The patients in this study were recruited from a pool of potential candidates for intended pharmacological studies on RLS symptoms. A total of 29 patients with idiopathic RLS were included. They were newly diagnosed at the Center of Sleep Medicine, Department of Psychiatry and Psychotherapy, University of Regensburg, according to the IRLSSG diagnostic criteria [1] and were treatment naïve. Exclusion criteria were strict and included (i) history of, current use of, or dependence on substances according to the Diagnostic and Statistical Manual of Mental Disorders‑5 criteria for substance use disorders (alcohol, hypnotics, or other substances except nicotine); (ii) severe comorbid psychiatric, neurological, or medical disorders that could confound the study results; (iii) use of psychoactive substances or medications that could affect RLS symptoms, sleep quality, or wakefulness (e.g., amphetamines, methylxanthines, sedatives, hypnotics, antidepressants, antihistamines, neuroleptics, beta-blockers); and (iv) excessive tobacco smoking (more than 15 cigarettes/day). Due to the a priori inclusion and exclusion criteria of the subsequent pharmacological studies (e.g., need for effective contraception), recruitment was biased toward men. Eight participants were women and 21 were men, with a mean (±standard deviation) age of 52.9 ± 13.0 years. The age- and sex-matched control group consisted of 31 healthy adults with a mean age of 51.0 ± 13.3 years (11 women, 20 men). For the control group, participants were recruited among hospital staff and via flyers and newspaper ads. All participants provided written, informed consent.

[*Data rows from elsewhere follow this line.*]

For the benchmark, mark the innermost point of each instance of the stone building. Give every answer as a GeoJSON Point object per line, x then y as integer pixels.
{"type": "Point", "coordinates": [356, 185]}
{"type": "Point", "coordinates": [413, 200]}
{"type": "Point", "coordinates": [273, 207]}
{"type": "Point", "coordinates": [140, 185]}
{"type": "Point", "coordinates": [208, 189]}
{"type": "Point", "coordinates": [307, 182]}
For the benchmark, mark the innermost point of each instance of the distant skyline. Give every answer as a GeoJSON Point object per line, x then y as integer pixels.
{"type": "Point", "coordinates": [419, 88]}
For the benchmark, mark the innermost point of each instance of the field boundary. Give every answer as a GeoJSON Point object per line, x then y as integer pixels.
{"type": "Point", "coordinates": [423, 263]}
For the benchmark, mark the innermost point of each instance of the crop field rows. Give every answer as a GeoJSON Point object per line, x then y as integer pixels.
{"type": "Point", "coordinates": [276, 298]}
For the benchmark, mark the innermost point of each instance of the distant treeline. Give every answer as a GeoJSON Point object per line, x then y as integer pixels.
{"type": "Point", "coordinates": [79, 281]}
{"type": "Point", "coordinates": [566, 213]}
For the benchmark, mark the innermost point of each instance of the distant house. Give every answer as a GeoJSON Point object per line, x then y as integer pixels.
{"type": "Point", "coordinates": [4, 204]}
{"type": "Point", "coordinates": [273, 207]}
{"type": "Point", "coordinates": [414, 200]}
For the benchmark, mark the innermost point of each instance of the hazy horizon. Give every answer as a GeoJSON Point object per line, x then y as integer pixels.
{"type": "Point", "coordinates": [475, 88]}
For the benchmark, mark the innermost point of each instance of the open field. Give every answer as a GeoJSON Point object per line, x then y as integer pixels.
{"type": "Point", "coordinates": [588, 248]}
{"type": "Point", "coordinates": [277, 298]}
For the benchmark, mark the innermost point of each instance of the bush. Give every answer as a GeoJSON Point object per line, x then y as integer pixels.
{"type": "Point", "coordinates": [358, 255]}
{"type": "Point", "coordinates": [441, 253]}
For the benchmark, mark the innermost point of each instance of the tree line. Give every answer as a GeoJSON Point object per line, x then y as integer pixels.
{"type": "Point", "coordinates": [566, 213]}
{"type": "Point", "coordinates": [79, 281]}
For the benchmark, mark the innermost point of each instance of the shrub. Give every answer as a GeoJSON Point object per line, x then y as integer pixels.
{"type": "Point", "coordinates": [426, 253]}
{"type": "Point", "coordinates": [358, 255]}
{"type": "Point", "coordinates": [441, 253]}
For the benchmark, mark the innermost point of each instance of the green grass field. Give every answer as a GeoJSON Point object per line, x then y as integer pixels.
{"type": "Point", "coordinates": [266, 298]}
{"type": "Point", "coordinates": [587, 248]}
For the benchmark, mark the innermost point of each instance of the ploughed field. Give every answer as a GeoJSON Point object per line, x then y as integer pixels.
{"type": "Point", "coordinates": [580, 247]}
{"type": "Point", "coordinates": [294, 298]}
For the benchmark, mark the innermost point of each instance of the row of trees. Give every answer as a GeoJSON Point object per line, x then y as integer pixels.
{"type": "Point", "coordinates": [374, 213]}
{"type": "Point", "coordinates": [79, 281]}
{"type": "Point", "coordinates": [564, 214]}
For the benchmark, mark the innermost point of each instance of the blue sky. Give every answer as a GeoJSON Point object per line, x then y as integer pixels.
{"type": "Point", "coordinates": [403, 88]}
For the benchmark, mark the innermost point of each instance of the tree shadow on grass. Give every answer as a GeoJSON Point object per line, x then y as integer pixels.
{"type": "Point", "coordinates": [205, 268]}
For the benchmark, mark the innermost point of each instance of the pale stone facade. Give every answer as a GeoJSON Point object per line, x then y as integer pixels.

Study design and data analyses

The study followed a between-subject, single-measures design, featuring a group of patients with RLS and a healthy control group. The study was approved by the local ethics committee of the University of Regensburg and fulfilled the principles of the World Medical Association Declaration of Helsinki.

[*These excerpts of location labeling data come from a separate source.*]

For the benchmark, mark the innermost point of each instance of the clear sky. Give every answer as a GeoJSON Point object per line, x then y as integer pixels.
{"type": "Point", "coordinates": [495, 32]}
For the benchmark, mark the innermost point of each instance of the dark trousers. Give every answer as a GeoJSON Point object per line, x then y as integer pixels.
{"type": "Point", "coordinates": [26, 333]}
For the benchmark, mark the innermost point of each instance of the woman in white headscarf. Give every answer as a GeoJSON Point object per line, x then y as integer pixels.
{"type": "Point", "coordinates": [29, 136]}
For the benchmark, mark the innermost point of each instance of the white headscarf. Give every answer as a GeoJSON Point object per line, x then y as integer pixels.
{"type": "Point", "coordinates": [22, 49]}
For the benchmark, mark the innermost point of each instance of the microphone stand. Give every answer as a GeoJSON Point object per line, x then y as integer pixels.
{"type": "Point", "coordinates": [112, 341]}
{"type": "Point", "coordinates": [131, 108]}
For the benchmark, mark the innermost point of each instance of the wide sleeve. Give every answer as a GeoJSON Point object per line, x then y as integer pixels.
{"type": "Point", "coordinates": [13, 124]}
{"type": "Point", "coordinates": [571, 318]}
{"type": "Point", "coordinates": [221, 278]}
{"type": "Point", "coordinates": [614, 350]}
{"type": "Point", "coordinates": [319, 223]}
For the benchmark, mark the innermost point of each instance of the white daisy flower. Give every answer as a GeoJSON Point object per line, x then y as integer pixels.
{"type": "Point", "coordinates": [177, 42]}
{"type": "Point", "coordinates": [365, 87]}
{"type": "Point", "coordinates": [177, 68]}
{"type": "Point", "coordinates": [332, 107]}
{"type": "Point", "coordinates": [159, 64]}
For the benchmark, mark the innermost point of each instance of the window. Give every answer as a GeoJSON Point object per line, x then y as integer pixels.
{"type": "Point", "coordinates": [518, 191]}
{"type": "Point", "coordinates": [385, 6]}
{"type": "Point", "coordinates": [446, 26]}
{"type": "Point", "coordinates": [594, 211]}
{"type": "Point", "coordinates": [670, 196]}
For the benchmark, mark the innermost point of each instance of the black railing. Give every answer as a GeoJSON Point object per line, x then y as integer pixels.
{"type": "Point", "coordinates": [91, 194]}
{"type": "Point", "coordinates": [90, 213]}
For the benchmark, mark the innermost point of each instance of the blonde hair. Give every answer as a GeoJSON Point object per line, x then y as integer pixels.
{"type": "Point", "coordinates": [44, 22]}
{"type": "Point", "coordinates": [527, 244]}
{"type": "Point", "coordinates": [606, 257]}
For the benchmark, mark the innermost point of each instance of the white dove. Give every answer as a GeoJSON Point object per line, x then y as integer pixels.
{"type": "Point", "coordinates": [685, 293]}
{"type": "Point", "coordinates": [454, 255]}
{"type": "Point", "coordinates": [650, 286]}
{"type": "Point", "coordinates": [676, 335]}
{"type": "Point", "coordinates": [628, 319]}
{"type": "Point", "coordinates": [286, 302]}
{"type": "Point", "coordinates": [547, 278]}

Results from standardized test instruments were compared between patients and healthy controls. As the data were not normally distributed, Mann–Whitney U tests were conducted. Statistical analyses were performed using SPSS software (version 25.0; IBM Corp., Armonk, NY, USA). Results with p-values < 0.05 were considered statistically significant. The measurement of quantitative actigraphic data, including PLMS indices, sleep duration, and sleep latency, was limited due to methodological issues. Therefore, PLMS and sleep–wake activity data were evaluated qualitatively by visual inspection and were not used for statistical comparisons.